A. Temyiz Yoluna Başvuran

Mahkemenin yukarıda belirtilen kararına karşı, süresi içinde davalı vekili temyiz isteminde bulunmuştur.

B. Temyiz Sebepleri

Davalı vekili; D-83 ve D-84 nolu bağımsız bölümler sonradan birleştirilerek Rüzgar Sağnak ve Yağmur Sağnak tarafından kullanıldığını, bu ünitenin vergi ödemelerinin de Rüzgar ve Yağmur

tarafından yapıldığını, davadaki söz konu üniteler için muhatabın kendisi olmadığını, ayrıca B-11 ve B-14 nolu üniteler birleştirilip tek ünite halinde olduğundan tek aidat ödemesi olması gerektiğini, davacının sunmadığı hizmet için aidat talep ettiğini, dosyada masraf belgelerinin olmadığını, kararın usul ve yasaya aykırı olduğundan bozulmasını talep etmiştir.

C. Gerekçe

1. Uyuşmazlık ve Hukuki Nitelendirme

Uyuşmazlık, intifa senedine dayalı olarak kurulan devre mülk hakkından kaynaklanan aidat alacağının tahsili için başlatılan icra takibine itirazın iptali istemine ilişkindir.

2. İlgili Hukuk

1. 637 sayılı Kat Mülkiyeti Kanunu'nun Devre Mülk Hakkı başlıklı 57 nci maddesi; "Mesken olarak kullanılmaya elverişli bir yapı veya bağımsız bölümün ortak maliklerinden her biri lehine bu yapı veya bağımsız bölümden yılın belli dönemlerinde istifade hakkı, müşterek mülkiyet payına bağlı bir irtifak hakkı olarak kurulabilir.

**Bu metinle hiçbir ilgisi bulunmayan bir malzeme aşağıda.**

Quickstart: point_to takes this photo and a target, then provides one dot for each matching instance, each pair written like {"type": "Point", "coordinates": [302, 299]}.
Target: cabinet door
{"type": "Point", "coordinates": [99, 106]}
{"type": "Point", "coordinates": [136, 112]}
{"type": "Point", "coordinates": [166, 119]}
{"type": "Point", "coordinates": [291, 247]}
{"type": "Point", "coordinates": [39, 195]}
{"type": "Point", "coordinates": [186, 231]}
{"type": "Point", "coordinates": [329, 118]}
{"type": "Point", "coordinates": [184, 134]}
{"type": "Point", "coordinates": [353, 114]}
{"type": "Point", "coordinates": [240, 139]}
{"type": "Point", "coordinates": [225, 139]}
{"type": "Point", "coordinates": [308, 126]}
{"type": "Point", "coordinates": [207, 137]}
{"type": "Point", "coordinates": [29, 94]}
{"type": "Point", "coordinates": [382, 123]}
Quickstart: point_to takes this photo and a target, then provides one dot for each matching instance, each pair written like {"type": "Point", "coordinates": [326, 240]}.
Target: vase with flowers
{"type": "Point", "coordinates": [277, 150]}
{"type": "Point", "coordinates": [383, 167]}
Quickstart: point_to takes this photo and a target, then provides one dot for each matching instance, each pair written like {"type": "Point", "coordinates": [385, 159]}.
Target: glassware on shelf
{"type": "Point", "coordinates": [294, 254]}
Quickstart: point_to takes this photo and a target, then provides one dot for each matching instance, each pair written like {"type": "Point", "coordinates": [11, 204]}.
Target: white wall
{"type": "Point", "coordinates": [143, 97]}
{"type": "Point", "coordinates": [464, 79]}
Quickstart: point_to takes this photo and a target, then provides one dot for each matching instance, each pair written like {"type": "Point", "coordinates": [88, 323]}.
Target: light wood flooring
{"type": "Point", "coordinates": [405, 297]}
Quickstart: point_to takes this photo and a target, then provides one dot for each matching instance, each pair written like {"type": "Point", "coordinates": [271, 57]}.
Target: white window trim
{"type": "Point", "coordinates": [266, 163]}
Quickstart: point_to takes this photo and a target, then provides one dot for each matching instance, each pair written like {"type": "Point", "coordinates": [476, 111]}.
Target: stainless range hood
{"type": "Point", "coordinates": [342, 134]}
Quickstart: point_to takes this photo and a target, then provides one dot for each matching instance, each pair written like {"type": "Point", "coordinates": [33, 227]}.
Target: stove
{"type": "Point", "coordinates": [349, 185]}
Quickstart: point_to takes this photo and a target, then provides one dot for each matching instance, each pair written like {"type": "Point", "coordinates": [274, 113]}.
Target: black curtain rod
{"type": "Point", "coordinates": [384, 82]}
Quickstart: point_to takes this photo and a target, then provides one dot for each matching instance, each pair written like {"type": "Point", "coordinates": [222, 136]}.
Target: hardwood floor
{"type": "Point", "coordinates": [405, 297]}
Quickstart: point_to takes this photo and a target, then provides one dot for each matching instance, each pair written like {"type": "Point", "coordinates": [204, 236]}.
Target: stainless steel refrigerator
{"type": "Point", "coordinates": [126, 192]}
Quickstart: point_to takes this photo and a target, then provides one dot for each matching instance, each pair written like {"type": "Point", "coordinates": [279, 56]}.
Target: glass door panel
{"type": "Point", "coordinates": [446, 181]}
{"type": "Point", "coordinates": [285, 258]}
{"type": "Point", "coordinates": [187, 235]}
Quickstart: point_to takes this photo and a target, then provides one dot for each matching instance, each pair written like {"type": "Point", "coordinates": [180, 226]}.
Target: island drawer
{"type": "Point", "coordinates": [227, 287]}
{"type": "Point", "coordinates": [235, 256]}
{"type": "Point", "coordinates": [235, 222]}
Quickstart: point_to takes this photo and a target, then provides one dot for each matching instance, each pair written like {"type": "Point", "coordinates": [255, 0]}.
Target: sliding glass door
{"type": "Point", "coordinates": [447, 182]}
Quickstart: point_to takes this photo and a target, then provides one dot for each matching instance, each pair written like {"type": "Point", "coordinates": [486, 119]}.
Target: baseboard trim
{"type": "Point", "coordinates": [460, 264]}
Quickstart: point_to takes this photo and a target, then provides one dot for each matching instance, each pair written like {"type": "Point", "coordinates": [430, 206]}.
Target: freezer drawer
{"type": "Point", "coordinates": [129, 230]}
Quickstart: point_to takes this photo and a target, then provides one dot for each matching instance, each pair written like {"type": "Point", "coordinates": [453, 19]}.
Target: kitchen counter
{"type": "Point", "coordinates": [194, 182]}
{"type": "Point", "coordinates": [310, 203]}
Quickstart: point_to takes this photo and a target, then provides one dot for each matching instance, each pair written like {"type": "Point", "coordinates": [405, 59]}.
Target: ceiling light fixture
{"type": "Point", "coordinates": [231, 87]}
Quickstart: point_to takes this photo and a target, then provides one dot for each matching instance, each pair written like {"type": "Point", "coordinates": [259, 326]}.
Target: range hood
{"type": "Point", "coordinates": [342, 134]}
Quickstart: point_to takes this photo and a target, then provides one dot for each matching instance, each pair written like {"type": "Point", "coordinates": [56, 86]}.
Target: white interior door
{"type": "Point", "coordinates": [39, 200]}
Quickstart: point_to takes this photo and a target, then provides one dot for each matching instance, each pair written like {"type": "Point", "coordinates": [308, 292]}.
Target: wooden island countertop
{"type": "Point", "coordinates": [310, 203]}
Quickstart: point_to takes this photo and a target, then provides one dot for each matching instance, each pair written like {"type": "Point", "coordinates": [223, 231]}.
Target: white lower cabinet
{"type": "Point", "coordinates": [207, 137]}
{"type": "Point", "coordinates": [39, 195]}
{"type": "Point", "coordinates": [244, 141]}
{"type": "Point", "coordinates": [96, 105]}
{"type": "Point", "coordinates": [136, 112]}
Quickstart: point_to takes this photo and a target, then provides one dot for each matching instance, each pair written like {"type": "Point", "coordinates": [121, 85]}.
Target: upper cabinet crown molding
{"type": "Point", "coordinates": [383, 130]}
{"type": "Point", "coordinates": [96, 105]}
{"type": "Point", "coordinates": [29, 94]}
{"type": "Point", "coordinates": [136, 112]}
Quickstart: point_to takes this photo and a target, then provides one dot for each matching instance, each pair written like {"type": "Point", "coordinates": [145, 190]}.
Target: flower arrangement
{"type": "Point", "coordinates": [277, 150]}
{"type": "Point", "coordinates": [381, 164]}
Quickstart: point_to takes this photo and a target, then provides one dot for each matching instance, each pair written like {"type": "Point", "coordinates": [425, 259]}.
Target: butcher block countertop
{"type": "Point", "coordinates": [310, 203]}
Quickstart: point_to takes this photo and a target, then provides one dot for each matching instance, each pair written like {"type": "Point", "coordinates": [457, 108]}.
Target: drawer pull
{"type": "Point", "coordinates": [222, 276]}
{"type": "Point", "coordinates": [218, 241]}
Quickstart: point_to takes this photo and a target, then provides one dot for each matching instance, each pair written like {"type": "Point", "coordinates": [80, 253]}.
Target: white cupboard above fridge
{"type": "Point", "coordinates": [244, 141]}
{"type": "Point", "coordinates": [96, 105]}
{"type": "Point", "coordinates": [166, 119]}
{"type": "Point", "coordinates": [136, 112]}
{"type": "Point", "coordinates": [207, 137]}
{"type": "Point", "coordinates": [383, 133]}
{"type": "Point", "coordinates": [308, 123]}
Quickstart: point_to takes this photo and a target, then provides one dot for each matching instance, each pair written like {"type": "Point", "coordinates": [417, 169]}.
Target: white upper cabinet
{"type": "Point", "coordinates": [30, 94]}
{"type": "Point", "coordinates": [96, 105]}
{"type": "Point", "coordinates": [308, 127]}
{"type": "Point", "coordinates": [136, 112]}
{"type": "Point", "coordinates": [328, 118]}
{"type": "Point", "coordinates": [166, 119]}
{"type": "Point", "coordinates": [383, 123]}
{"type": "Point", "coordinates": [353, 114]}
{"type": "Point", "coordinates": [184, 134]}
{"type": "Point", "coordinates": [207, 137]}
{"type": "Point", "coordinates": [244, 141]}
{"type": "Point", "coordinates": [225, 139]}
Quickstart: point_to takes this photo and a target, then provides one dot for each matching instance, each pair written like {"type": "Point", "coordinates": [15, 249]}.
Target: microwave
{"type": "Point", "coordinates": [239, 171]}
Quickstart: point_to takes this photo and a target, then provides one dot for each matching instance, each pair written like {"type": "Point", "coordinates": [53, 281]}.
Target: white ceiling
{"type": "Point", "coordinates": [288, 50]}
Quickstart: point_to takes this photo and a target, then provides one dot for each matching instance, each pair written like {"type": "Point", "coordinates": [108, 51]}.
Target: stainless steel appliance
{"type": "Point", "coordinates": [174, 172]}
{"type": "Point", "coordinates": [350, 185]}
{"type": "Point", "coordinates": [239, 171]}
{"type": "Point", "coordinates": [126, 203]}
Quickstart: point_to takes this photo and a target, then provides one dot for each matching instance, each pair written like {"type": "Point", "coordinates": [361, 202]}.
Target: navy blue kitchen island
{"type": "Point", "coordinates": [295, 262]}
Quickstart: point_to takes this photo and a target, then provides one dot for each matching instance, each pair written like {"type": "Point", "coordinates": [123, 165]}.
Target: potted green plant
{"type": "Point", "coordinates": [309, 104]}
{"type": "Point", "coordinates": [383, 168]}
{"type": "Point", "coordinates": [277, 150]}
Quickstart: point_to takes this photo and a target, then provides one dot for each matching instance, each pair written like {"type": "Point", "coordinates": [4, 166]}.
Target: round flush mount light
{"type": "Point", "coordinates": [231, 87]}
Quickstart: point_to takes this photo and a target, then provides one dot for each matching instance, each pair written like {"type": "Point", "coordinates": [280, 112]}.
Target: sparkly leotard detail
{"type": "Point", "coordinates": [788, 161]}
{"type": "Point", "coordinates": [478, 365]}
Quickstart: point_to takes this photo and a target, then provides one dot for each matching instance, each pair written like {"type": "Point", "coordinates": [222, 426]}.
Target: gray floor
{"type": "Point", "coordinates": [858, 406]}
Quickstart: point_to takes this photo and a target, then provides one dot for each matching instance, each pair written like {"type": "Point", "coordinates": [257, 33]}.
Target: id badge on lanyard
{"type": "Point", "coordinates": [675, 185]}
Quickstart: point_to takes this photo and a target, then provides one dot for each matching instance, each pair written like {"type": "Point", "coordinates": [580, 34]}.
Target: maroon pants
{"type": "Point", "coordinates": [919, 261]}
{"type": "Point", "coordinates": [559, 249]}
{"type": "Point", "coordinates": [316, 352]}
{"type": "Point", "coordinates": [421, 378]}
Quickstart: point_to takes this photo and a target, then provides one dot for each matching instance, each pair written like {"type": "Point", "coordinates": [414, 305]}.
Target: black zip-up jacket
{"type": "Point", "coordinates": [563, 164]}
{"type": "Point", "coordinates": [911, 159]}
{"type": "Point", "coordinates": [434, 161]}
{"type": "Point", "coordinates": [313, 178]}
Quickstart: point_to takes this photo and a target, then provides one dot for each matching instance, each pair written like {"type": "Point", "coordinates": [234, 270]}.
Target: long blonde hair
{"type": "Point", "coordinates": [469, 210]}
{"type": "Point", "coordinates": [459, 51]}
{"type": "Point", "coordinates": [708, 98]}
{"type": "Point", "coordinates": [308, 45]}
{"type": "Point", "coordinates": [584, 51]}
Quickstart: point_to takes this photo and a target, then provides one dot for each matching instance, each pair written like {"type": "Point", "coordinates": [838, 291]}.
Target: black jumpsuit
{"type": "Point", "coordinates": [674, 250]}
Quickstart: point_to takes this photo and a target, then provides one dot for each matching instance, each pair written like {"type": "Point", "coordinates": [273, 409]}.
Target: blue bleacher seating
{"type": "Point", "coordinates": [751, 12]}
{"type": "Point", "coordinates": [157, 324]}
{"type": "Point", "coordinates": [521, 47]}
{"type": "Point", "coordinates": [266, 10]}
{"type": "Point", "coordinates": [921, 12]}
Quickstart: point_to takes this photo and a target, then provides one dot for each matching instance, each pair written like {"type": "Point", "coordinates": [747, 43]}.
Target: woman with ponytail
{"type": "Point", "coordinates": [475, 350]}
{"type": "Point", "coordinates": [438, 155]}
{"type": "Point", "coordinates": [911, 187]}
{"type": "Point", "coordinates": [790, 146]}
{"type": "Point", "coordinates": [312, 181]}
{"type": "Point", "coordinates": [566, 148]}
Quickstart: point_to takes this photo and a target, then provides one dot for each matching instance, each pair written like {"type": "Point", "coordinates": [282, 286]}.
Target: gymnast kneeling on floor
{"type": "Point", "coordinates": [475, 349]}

Bu hakka devre mülk hakkı denir." şeklindedir.

2. 4077 sayılı Tüketicinin Korunması Hakkında Kanun'un (4077 sayılı Kanun) Tanımlar başlıklı 3/c maddesinde ise; "...c) Mal: Alış-verişe konu olan taşınır eşyayı, konut ve tatil amaçlı taşınmaz malları ve elektronik ortamda kullanılmak üzere hazırlanan yazılım, ses, görüntü ve benzeri gayri maddi malları,

...ifade eder." düzenlemesi yer almaktadır.

3. Yargıtay (Kapatılan) 13. Hukuk Dairesinin 22.11.2018 tarihli ve 2018/1303 E., 2018/11045 K. ve 04.06.2014 tarihli ve 2014/1173 E., 2014/17618 K. sayılı ilamları.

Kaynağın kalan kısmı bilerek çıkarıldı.